Ebay’s Acquisition of Gsi
eBay’s Acquisition of GSI[1]*In early 2010, GSI and its CEO, Michael Rubin, faced a challenge. GSI’s share price was in decline due to a series of earnings reports that missed expectations. In addition, management thought the market misunderstood the company. GSI’s main business was to provide e-commerce services to brick and mortar retailers, including many top brand names. Its services included order management, customer relations management, order fulfillment, web design and hosting, and online marketing. In recent years, the company had acquired or launched four subsidiaries—RueLaLa, a members-only shopping site, ShopRunner, a site that provides members free shipping from participating online retailers, TeamStore, a sports apparel business, and Fanatics, a licensed sports merchandise business. These businesses operated outside GSI’s core business and three carried their own inventory, something GSI had not done in the past. The market responded poorly to the addition of these businesses, and in the opinion of GSI management, underpriced the company’s shares.Michael Rubin, GSI’s founder and CEO, was also growing tired of managing a public company. Rubin, an entrepreneur by nature, missed the start-up environment and the challenge of growing a small company. In 1995, he had dropped out of college to start a sports equipment business, which since grew into GSI, a billion dollar company. Only after GSI went public did Rubin discover how challenging, and perhaps counterproductive, it was to live up to analysts’ expectations every quarter. As a result, Rubin wanted to sell GSI.
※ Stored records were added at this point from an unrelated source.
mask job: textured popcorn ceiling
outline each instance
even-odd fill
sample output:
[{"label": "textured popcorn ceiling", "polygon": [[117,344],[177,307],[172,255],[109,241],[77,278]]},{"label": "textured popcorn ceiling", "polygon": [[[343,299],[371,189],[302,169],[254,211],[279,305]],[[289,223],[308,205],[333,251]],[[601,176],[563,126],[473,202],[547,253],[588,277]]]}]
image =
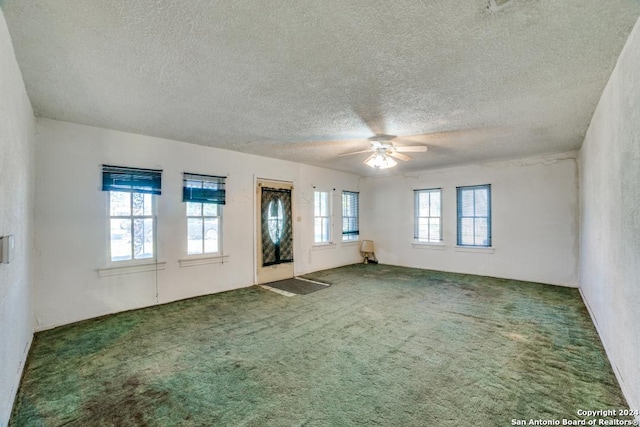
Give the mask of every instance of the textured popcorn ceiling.
[{"label": "textured popcorn ceiling", "polygon": [[[36,114],[392,173],[576,149],[637,0],[0,1]],[[346,140],[346,141],[345,141]]]}]

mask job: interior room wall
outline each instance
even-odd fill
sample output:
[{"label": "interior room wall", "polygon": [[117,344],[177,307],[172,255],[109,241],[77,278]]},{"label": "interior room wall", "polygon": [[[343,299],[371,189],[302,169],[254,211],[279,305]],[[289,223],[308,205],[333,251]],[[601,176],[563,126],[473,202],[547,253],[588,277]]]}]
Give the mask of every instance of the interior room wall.
[{"label": "interior room wall", "polygon": [[0,11],[0,236],[13,235],[0,264],[0,425],[9,421],[32,338],[33,134],[35,123]]},{"label": "interior room wall", "polygon": [[[179,141],[37,120],[35,226],[36,329],[254,284],[255,182],[291,181],[296,274],[360,260],[356,246],[313,247],[313,190],[335,188],[334,235],[340,233],[337,194],[357,189],[356,175]],[[158,269],[101,277],[107,267],[107,193],[101,166],[162,169],[157,197]],[[186,258],[182,173],[227,176],[223,263],[180,266]]]},{"label": "interior room wall", "polygon": [[[575,287],[576,153],[364,180],[363,238],[380,262]],[[456,247],[456,187],[491,184],[493,250]],[[416,245],[413,190],[442,189],[442,245]]]},{"label": "interior room wall", "polygon": [[[639,21],[640,22],[640,21]],[[580,150],[580,288],[627,401],[640,410],[640,24]]]}]

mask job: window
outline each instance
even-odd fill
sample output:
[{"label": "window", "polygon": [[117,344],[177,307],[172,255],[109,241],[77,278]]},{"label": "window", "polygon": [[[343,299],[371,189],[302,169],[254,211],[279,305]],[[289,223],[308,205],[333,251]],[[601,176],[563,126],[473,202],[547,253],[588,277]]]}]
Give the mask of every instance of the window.
[{"label": "window", "polygon": [[111,261],[154,258],[156,207],[160,170],[102,167],[102,190],[109,192]]},{"label": "window", "polygon": [[221,252],[222,205],[226,202],[225,178],[184,174],[182,201],[187,209],[187,254]]},{"label": "window", "polygon": [[314,191],[313,193],[314,243],[331,242],[330,200],[328,191]]},{"label": "window", "polygon": [[342,192],[342,240],[358,240],[359,194],[353,191]]},{"label": "window", "polygon": [[458,246],[491,246],[491,185],[457,191]]},{"label": "window", "polygon": [[414,190],[414,232],[416,242],[442,241],[442,190]]}]

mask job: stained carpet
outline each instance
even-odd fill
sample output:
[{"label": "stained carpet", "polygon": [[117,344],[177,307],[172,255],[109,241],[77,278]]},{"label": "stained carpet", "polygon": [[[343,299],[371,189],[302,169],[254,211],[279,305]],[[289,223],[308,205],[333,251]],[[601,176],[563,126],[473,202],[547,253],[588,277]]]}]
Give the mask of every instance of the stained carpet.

eBay was a natural buyer of GSI—most of it, that is. Both eBay and GSI conduct online business as intermediaries between sellers and buyers. eBay primarily serves small and medium businesses, which sell through its website. GSI, on the other hand, serves national brands. Its strength in providing e-commerce services to large retailers across many retail sectors would complement eBay’s core online auction business and potentially put eBay in a position to compete with Amazon. Also, like GSI in its core business, eBay does not carry inventory. eBay had been aware of these synergies with GSI for some time and in fact considered purchasing a stake in GSI early in 2007. eBay, however, was not interested in RueLaLa, ShopRunner, TeamStore and Fanatics.[2] From an economic perspective, there were the makings of a deal here. Rubin was interested in selling GSI, and eBay was willing to buy the company. But eBay did not want GSI’s four subsidiaries. Rubin was interested in running a smaller non-public company, however, and these subsidiaries could fit what Rubin wanted. He could grow them as private companies and eventually sell them or take them public, perhaps bringing in a professional CEO at that time. As a legal matter, however, such a deal would be a challenge and could result in lengthy and expensive litigation and SEC review. A lawsuit challenging the transaction was certain to occur—in 2010, plaintiffs’ lawyers acting on behalf of shareholders challenged 93% of all mergers valued at over $100 million, and the value of GSI would be well over $2 billion.